What is sabermetrics, or baseball analytics?
“Sabermetrics” was coined by Bill James, a well-known baseball analytics person. SABR is the acronym for the Society for American Baseball Research. James’s definition is very simple: the search for objective truth and knowledge about baseball. Baseball analytics is an all-encompassing term that takes into account sabermetrics, but also performance metrics such as spin rate, launch angle for hitting and speed as the ball comes off the bat, for example.

How did Seton Hall get involved in sabermetrics?
In 1988, Father Gabe Costa offered a one-credit course in sabermetrics, the first known credit-bearing course in America on baseball statistics. I was a guest speaker for that class and we team taught it for a while.

What is the field’s appeal?
Baseball analytics can appeal to both the baseball fan and the mathematician. If you know about baseball, you know that if you score a run, it means somebody had to hit the ball so you could advance and score. Analytics, as a mathematical model, tries to divorce performance from context and say, “How many runs would you expect someone to produce for his or her team?” And then, a certain number of runs translates to a certain number of wins for which the player is responsible. As with any mathematical model, the more data you have, the more accurate your model can become. Virtually every Major League Baseball team now has a well-staffed analytics department that produces a report before every game for the manager. It can be used to suggest an optimal batting order or what pitcher to use.

What do people dislike about baseball analytics?
There’s a backlash because it’s different. Statistics should be used within reason, one part of the whole evaluation process.

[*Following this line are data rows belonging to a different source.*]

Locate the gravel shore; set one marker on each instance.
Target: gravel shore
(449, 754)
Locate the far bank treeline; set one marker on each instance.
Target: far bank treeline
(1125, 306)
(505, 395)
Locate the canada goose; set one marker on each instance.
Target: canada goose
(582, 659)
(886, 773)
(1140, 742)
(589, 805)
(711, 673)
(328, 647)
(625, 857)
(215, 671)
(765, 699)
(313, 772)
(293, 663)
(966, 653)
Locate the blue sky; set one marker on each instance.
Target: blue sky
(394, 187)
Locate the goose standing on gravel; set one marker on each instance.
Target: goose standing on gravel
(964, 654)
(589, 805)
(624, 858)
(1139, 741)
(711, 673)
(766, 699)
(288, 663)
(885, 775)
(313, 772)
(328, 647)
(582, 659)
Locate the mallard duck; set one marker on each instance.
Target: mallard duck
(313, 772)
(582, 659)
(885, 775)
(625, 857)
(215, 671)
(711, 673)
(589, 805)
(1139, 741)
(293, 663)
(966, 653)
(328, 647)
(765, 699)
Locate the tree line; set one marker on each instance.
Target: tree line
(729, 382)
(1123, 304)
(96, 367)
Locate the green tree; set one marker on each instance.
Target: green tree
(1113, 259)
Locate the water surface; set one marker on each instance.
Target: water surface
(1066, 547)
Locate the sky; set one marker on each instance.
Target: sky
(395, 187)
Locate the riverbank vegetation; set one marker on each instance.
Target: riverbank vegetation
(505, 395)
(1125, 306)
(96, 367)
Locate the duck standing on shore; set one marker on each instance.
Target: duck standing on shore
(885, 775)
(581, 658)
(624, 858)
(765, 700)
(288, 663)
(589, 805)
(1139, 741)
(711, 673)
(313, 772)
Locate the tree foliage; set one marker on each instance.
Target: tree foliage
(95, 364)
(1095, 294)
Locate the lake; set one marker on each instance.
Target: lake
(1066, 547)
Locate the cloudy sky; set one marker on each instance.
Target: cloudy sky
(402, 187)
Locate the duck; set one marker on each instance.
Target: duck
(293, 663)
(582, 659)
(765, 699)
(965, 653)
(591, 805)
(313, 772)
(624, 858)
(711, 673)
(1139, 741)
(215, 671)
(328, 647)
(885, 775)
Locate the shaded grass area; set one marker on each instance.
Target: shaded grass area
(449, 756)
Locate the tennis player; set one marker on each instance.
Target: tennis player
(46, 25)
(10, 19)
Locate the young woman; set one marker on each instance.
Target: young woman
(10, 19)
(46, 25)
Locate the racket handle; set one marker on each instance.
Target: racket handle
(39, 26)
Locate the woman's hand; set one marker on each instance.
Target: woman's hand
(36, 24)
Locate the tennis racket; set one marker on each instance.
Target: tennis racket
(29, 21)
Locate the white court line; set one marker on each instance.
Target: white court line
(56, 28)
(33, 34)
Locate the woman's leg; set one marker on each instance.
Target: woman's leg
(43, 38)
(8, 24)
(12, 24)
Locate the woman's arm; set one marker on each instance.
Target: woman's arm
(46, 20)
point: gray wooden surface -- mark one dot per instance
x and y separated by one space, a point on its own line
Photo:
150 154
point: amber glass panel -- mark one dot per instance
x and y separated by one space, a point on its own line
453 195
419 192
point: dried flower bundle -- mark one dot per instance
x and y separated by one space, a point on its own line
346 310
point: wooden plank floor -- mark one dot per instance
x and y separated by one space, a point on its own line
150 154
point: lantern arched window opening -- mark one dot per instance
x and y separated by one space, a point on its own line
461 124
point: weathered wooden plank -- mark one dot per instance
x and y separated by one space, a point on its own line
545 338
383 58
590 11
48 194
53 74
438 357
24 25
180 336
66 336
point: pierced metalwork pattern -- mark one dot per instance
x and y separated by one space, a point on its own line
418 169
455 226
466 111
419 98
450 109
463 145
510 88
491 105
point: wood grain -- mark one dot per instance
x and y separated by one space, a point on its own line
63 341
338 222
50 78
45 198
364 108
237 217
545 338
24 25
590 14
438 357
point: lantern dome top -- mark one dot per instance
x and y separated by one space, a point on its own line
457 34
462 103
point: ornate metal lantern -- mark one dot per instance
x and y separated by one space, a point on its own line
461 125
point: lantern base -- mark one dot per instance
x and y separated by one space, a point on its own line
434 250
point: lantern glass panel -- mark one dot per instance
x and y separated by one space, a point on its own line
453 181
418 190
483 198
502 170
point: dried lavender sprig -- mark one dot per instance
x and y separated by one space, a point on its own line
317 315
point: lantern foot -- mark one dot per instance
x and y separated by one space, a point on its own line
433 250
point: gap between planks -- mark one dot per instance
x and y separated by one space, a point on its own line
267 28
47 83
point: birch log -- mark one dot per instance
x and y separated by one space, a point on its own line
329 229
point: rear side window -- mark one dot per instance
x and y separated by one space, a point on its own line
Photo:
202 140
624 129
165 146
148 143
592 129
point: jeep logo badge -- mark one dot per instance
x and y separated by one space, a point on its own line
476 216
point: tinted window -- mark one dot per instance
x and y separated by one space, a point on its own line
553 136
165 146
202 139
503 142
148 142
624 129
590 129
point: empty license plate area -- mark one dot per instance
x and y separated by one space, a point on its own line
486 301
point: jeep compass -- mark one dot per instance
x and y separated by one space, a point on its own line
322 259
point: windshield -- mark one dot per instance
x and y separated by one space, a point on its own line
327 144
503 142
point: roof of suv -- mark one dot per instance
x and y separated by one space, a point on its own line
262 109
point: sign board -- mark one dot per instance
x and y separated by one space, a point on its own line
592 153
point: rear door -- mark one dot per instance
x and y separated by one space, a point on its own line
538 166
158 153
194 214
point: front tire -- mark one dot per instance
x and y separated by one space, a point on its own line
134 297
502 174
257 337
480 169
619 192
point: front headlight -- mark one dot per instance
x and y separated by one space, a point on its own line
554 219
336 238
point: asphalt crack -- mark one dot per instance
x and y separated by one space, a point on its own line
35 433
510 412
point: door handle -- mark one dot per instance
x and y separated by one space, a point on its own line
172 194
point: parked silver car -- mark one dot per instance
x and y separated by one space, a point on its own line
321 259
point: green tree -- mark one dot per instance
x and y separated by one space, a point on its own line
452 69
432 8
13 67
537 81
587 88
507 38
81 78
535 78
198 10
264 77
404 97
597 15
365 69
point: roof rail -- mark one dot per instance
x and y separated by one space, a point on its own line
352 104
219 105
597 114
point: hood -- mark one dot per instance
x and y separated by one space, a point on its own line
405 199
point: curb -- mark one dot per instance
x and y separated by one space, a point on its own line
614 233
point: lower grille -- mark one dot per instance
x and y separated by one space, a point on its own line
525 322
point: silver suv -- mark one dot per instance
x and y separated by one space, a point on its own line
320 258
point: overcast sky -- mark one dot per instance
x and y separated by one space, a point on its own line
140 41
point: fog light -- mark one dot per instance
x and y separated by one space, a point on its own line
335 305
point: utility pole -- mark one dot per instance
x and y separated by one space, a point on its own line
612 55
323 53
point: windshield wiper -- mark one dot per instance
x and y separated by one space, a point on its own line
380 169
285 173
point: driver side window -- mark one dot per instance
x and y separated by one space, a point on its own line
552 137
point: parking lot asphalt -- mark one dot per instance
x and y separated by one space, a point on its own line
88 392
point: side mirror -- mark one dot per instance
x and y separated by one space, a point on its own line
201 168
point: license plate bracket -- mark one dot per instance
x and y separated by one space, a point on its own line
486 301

Now that analytics are widely used, are the advantages that teams had in when using stats to manage diminished?
Except everybody’s got their own spin on it. I started a project that a student, Karl Hendela ’19, did an honors thesis on with a statistic called Wins-Above-Replacement (WAR). WAR allows you to compare players differently: pitchers with other kinds of players or people from different eras. But there’s no agreed upon formula for WAR. With a batting average, everybody knows what the formula is. With WAR, Baseball Reference (a statistics website) has its own standard, FanGraphs (another website) has its own, using different formulas. What we’ve been doing is to devise our way that closely aligns with the others. We called it SHU-WAR.

What do you hope students or others interested in analytics will take away from it?
You don’t necessarily have to love baseball, but it helps. These things are extendable to other fields, as well.